Results in under one minute

Anurup Ganguli and colleagues discuss the technology in two patent applications filed in Dec. 2022 and Feb. 2023. The patent documents describe a process that returns detection results in less than a minute and in ambient temperatures of 16 degrees C (61 F) or less, for applications in research, medical diagnostics, environmental monitoring, and food safety. Ganguli is a co-founder and CEO of VedaBio, and previously served as a postdoctoral researcher and staff scientist in the biomedical engineering lab of Rashid Bashir at University of Illinois at Urbana-Champaign.
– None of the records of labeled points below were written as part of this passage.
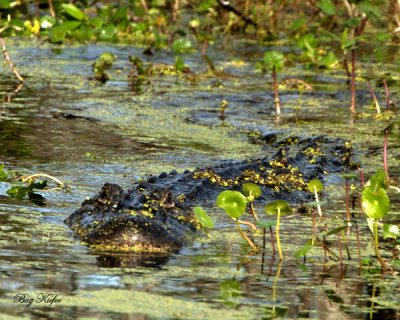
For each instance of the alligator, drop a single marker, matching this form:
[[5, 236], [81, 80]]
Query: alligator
[[155, 214]]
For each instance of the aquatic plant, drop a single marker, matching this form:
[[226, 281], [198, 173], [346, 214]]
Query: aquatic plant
[[315, 186], [203, 218], [9, 61], [234, 204], [23, 187], [376, 204], [222, 106], [348, 176], [278, 208], [252, 192], [274, 61]]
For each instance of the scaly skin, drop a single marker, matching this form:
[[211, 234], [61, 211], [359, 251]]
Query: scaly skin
[[155, 214]]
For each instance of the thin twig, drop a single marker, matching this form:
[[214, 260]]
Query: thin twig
[[175, 10], [51, 9], [9, 61], [371, 90], [144, 6]]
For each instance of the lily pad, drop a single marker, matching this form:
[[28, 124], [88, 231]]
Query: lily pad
[[281, 205], [203, 218], [251, 191], [315, 186], [233, 202], [375, 203]]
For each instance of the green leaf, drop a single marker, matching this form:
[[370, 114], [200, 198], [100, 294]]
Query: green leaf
[[298, 24], [203, 218], [179, 63], [47, 22], [302, 252], [37, 199], [73, 11], [5, 4], [375, 203], [17, 192], [315, 186], [265, 224], [40, 185], [327, 7], [233, 202], [378, 181], [369, 9], [396, 263], [57, 33], [107, 33], [96, 22], [84, 33], [328, 61], [251, 190], [272, 207], [274, 59], [181, 45], [390, 231], [4, 176], [334, 231]]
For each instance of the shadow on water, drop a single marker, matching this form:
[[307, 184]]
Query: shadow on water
[[85, 134]]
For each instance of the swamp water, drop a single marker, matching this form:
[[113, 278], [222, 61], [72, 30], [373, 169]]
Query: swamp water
[[85, 133]]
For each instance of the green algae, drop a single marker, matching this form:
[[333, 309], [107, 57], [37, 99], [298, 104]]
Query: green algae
[[158, 131]]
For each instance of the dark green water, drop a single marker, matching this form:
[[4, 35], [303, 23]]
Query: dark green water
[[84, 133]]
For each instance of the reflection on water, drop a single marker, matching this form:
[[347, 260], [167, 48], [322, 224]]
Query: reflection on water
[[86, 134]]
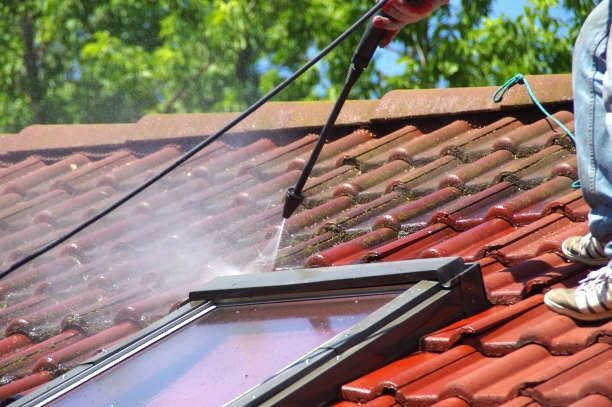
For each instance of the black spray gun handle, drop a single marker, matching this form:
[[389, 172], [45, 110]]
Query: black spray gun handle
[[370, 40], [368, 44]]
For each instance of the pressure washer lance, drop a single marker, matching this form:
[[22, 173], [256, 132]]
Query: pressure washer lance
[[370, 41]]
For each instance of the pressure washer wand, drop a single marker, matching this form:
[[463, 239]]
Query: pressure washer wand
[[370, 40]]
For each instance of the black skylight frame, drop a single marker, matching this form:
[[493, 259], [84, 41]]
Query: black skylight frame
[[445, 287]]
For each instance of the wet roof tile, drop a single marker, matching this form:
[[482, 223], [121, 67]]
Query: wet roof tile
[[496, 189]]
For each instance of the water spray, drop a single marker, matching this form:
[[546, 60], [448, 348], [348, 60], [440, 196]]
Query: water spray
[[199, 147], [370, 41]]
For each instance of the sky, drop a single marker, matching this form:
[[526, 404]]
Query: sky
[[387, 62]]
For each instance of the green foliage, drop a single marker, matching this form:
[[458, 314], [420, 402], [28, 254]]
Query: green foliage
[[115, 60]]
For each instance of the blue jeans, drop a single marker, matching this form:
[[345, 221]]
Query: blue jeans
[[592, 77]]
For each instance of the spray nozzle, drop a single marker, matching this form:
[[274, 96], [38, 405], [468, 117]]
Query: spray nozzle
[[292, 201]]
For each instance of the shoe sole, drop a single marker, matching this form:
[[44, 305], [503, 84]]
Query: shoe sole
[[577, 315]]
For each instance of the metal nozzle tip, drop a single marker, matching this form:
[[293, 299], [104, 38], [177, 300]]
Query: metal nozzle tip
[[292, 201]]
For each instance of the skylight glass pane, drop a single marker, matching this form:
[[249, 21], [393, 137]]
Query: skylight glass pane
[[224, 353]]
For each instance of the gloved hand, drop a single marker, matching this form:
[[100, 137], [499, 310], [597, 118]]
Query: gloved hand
[[402, 13]]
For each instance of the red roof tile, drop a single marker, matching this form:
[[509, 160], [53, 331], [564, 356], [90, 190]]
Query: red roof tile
[[496, 189]]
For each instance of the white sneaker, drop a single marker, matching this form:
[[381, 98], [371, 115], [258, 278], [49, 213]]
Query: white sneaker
[[585, 249], [590, 301]]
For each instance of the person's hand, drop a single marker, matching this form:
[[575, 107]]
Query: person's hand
[[402, 13]]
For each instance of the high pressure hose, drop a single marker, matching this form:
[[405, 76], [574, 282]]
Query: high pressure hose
[[358, 61], [370, 41]]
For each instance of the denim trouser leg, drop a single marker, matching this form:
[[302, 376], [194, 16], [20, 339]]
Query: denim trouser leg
[[593, 120]]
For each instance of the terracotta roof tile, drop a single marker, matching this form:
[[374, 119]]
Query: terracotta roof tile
[[496, 189], [592, 400]]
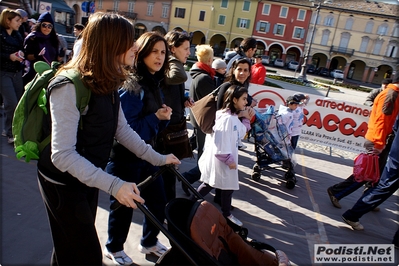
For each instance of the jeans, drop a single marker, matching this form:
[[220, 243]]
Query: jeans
[[71, 210], [387, 185], [11, 90], [121, 218], [350, 185], [225, 197]]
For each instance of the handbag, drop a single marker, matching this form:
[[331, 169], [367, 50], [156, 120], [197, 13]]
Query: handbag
[[174, 139], [204, 111], [366, 168]]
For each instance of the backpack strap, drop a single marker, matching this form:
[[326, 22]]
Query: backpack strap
[[82, 93], [82, 98]]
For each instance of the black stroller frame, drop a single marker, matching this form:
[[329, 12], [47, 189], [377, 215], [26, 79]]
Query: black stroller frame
[[189, 253], [265, 157]]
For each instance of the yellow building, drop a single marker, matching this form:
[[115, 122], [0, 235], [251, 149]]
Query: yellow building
[[361, 39], [220, 23]]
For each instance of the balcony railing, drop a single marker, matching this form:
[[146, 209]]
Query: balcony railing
[[341, 50], [130, 15]]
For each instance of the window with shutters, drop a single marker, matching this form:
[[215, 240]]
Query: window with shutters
[[325, 37], [222, 19], [349, 24], [329, 21], [246, 5], [369, 27], [243, 23], [266, 9], [165, 11], [377, 47], [263, 26], [364, 44], [279, 29], [180, 12], [299, 33], [202, 16], [283, 12], [382, 29], [150, 9], [301, 15]]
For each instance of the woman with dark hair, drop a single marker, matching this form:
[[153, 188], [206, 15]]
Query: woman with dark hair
[[218, 163], [142, 104], [71, 168], [11, 67], [42, 44], [174, 91]]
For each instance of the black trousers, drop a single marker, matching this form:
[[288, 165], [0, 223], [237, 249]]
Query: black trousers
[[71, 210]]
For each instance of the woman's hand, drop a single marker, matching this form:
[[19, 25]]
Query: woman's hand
[[164, 113], [129, 193], [171, 159], [15, 57], [189, 103], [248, 113]]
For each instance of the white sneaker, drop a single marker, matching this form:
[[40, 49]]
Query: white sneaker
[[234, 220], [242, 146], [157, 250], [119, 258], [354, 225]]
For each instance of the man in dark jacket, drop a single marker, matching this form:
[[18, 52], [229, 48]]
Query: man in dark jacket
[[373, 94]]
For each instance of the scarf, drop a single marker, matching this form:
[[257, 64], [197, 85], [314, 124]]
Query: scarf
[[207, 69]]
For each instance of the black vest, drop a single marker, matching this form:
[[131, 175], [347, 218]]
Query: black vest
[[94, 139]]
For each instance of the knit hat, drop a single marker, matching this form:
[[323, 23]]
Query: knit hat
[[219, 63], [46, 17], [292, 100], [395, 79], [22, 12]]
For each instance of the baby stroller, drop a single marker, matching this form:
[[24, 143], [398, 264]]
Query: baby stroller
[[272, 146], [200, 235]]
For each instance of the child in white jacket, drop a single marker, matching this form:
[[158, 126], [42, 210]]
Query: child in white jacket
[[218, 163]]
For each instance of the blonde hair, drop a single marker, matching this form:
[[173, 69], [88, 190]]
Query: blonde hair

Bashir, also a co-founder of VedaBio, and lab associates study micro- and nanotechnology applications in diagnostics and therapeutics, including microfluidics or lab-on-a-chip devices and biosensors for diagnostics. In July 2017, Science & Enterprise reported on a microfluidics device developed in the Bashir lab to quickly detect sepsis that the researchers tested with hospital patients.

“With the Crispr Cascade reaction,” says Ganguli in a VedaBio statement, “we have unlocked the true power of Crispr with a platform that delivers near-instant molecular detection of highly multiplexed analytes with best-in-class accuracy, all without the need for target amplification.”

VedaBio is raising $40 million in its first venture round, led by life science investor OMX Ventures in Lincolnshire, Illinois that says it invests mainly in early stage start-ups. Joining the round are venture investor Kleinmuntz Associates in Chicago and a group of undisclosed private investment managers known as family offices. According to PitchBook, VedaBio raised $1.15 million in seed funds in Aug. 2021.